I was diagnosed in January 2010.
When the doctor first suggested the diagnosis, I was shocked. Alzheimer’s disease was not on my radar at all. I was 57 and thought that I was too young. Like many others, I assumed that Alzheimer’s was an elderly person’s disease. However, it didn’t take long before I wrapped my head around the diagnosis. All my symptoms fit together like a jigsaw puzzle. My family doctor was also shocked. Because of my age, the geriatric clinic had to be convinced to make an exception to see me.
Other people in my life were also surprised, but very supportive. I did my ‘homework’ and talked with the people at my local Alzheimer Society. With my new-found knowledge, my attitude shifted from shock to one where I was going to make the best of a bad situation. I was open and honest about my diagnosis and hopefully, when I answered people’s questions, I was helping to educate them about this disease. My positive attitude toward my situation was certainly a factor in theirs.
The news of my diagnosis was also a shock for my family. My daughters and I have always had a great relationship and they stepped up to help get me back on my feet. It took longer for one of my daughters to come to terms with the changes in me, but that didn’t hinder her support. Though there are things I can’t do anymore, my daughters allow me to be as independent as I can be.
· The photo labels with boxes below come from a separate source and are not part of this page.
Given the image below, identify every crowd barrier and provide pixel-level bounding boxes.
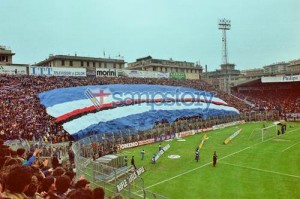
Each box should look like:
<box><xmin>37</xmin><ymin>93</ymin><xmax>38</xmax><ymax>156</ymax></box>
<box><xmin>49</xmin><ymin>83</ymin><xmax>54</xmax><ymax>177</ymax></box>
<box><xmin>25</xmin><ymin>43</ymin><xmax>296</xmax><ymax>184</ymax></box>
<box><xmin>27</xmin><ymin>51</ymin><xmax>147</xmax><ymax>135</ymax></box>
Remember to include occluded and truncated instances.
<box><xmin>72</xmin><ymin>111</ymin><xmax>278</xmax><ymax>199</ymax></box>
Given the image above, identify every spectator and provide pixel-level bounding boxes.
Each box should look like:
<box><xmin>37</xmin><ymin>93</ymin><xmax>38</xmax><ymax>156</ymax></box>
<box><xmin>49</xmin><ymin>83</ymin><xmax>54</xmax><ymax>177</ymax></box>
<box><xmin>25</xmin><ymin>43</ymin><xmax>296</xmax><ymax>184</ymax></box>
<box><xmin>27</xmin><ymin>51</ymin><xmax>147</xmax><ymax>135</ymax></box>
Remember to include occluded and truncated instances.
<box><xmin>3</xmin><ymin>165</ymin><xmax>32</xmax><ymax>198</ymax></box>
<box><xmin>55</xmin><ymin>175</ymin><xmax>71</xmax><ymax>199</ymax></box>
<box><xmin>93</xmin><ymin>187</ymin><xmax>105</xmax><ymax>199</ymax></box>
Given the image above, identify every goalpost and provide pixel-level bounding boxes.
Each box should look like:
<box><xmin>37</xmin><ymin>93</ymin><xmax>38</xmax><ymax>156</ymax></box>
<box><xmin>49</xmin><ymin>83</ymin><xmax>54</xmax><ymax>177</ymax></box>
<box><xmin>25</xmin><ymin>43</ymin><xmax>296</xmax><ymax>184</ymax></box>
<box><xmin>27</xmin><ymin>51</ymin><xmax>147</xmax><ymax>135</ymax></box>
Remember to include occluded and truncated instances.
<box><xmin>261</xmin><ymin>122</ymin><xmax>278</xmax><ymax>142</ymax></box>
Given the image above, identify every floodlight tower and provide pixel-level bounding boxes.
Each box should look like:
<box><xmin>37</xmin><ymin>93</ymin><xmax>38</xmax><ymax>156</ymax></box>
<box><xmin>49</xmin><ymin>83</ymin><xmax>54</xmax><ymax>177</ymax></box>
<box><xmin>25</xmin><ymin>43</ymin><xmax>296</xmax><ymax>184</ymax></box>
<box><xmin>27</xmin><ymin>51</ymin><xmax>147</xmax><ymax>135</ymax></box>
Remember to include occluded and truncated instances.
<box><xmin>219</xmin><ymin>18</ymin><xmax>231</xmax><ymax>65</ymax></box>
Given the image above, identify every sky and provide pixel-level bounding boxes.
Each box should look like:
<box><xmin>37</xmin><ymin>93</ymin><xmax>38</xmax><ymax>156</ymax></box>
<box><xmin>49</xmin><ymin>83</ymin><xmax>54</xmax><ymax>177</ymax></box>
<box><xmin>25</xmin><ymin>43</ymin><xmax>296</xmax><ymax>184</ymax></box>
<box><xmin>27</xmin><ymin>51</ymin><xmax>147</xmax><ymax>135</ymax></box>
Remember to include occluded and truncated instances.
<box><xmin>0</xmin><ymin>0</ymin><xmax>300</xmax><ymax>71</ymax></box>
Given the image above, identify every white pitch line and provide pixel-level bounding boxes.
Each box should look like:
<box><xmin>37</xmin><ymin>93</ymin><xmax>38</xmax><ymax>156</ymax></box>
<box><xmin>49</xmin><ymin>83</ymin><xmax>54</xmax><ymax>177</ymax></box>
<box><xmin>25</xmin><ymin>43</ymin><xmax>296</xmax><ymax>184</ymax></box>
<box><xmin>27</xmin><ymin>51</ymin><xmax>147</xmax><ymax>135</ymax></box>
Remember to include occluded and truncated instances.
<box><xmin>220</xmin><ymin>161</ymin><xmax>300</xmax><ymax>178</ymax></box>
<box><xmin>145</xmin><ymin>147</ymin><xmax>250</xmax><ymax>189</ymax></box>
<box><xmin>145</xmin><ymin>129</ymin><xmax>298</xmax><ymax>189</ymax></box>
<box><xmin>281</xmin><ymin>142</ymin><xmax>300</xmax><ymax>152</ymax></box>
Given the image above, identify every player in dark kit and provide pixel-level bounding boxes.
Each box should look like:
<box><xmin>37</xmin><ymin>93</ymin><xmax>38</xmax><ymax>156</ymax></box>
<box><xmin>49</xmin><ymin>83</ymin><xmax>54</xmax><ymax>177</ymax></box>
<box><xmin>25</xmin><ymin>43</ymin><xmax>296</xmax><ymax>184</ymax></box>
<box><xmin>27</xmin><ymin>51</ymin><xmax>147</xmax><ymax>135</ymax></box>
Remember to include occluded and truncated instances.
<box><xmin>195</xmin><ymin>149</ymin><xmax>200</xmax><ymax>162</ymax></box>
<box><xmin>213</xmin><ymin>151</ymin><xmax>218</xmax><ymax>167</ymax></box>
<box><xmin>131</xmin><ymin>156</ymin><xmax>136</xmax><ymax>169</ymax></box>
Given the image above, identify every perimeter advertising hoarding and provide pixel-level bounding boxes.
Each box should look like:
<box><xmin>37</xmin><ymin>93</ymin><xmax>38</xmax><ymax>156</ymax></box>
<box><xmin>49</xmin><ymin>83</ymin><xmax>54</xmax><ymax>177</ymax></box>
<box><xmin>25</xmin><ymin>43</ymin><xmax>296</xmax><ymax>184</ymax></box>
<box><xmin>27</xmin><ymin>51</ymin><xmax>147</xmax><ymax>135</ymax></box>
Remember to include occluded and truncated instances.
<box><xmin>261</xmin><ymin>75</ymin><xmax>300</xmax><ymax>83</ymax></box>
<box><xmin>29</xmin><ymin>66</ymin><xmax>86</xmax><ymax>77</ymax></box>
<box><xmin>170</xmin><ymin>73</ymin><xmax>186</xmax><ymax>80</ymax></box>
<box><xmin>0</xmin><ymin>65</ymin><xmax>27</xmax><ymax>75</ymax></box>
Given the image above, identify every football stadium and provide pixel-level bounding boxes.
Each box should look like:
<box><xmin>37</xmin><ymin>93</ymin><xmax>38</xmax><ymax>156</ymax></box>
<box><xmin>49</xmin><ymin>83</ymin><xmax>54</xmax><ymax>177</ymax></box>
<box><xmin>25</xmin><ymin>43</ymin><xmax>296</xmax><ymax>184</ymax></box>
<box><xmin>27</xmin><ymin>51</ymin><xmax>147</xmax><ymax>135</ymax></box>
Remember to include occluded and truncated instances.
<box><xmin>0</xmin><ymin>0</ymin><xmax>300</xmax><ymax>199</ymax></box>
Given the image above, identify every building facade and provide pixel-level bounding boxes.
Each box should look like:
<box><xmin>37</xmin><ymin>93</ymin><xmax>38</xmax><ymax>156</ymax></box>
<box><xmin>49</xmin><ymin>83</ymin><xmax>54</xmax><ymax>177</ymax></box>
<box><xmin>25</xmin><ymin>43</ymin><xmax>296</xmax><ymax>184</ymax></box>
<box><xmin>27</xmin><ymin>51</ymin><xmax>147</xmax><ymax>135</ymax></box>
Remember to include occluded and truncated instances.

I have faced stigma. People would argue with me and deny that Alzheimer’s was the diagnosis. Others would want to baby me, not letting me do anything. (They probably thought they were making things easier.) Some avoided conversations where the topic of dementia could come up. And others would be very uncomfortable when I would forget something or miss words.
I’ve participated in numerous talks and at various forums related to dementia. The response, even from care workers, has been ‘I didn’t know that’ or ‘Now, I understand.’ People are being educated, but we still have a long way to go.
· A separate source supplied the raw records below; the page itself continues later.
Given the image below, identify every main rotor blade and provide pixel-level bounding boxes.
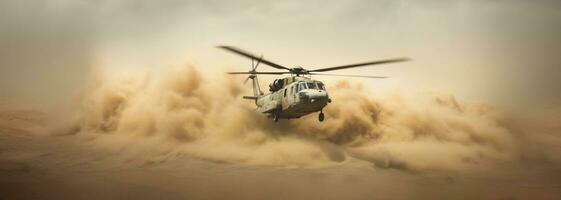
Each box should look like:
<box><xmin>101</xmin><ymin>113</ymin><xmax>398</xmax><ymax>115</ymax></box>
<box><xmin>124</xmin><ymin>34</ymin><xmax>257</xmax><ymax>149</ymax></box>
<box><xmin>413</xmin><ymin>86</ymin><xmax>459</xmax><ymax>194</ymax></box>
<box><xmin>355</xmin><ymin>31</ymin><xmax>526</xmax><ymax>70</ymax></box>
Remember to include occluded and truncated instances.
<box><xmin>309</xmin><ymin>58</ymin><xmax>411</xmax><ymax>72</ymax></box>
<box><xmin>218</xmin><ymin>46</ymin><xmax>290</xmax><ymax>71</ymax></box>
<box><xmin>227</xmin><ymin>72</ymin><xmax>290</xmax><ymax>75</ymax></box>
<box><xmin>309</xmin><ymin>73</ymin><xmax>389</xmax><ymax>78</ymax></box>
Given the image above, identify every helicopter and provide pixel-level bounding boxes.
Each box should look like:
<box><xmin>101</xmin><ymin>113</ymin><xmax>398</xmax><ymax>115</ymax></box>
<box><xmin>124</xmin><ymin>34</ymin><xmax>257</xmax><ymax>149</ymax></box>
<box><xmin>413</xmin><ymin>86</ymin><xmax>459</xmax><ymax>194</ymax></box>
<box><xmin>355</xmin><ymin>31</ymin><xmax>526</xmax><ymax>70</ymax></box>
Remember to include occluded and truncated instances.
<box><xmin>217</xmin><ymin>46</ymin><xmax>410</xmax><ymax>122</ymax></box>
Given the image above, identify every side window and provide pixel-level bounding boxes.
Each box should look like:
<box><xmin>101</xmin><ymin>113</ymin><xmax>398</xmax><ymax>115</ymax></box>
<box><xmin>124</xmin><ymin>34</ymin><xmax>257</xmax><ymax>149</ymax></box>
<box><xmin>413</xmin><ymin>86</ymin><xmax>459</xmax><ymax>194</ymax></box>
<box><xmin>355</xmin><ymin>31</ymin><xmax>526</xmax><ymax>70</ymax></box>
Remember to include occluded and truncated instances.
<box><xmin>317</xmin><ymin>82</ymin><xmax>325</xmax><ymax>90</ymax></box>
<box><xmin>308</xmin><ymin>83</ymin><xmax>317</xmax><ymax>89</ymax></box>
<box><xmin>288</xmin><ymin>85</ymin><xmax>294</xmax><ymax>94</ymax></box>
<box><xmin>298</xmin><ymin>83</ymin><xmax>306</xmax><ymax>92</ymax></box>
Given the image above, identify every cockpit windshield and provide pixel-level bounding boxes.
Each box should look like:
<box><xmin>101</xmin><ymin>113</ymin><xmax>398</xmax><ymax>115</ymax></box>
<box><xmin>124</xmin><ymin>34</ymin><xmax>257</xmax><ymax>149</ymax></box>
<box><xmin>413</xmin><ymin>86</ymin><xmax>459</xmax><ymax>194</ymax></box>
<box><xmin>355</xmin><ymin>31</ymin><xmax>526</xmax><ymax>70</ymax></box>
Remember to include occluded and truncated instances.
<box><xmin>307</xmin><ymin>82</ymin><xmax>318</xmax><ymax>89</ymax></box>
<box><xmin>298</xmin><ymin>82</ymin><xmax>306</xmax><ymax>92</ymax></box>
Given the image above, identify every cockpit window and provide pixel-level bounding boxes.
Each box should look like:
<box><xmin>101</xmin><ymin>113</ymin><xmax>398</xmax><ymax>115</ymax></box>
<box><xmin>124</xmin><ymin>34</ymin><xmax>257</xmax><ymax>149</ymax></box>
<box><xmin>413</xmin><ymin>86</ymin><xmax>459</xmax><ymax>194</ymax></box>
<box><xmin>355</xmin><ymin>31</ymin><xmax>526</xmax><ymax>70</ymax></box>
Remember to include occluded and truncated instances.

Watch Faye discuss her symptoms and the strategies she uses to live well with dementia:
HERE ARE MY TIPS TO HELP YOU UNDERSTAND:
- I’m still the same person as I was before. I have the same feelings and outlook. I can still think for myself but just can’t always express my thoughts.
- Be honest with me. I want people to tell me when I’m repeating things or being more stubborn than usual, or help me find the right word. Their honesty doesn’t hurt my feelings. It helps me to understand and possibly change my behaviours.
- Be patient with me.
- Give me space. Understand that there are times when the atmosphere of my surroundings closes in on me; that there is too much brain stimulation at one time and that I need to find a quiet space to regroup.
- Learn more about dementia. It can affect anyone, at any age, from many causes.
- Don’t be afraid to interact with me. Dementia isn’t contagious.
- Allow me to have my independence. To date, I know my limitations (for the most part), so let me do or try things for myself. I can and will ask for help.
- Understand my financial situation has changed. I’m too young to retire, yet I’m unable to work.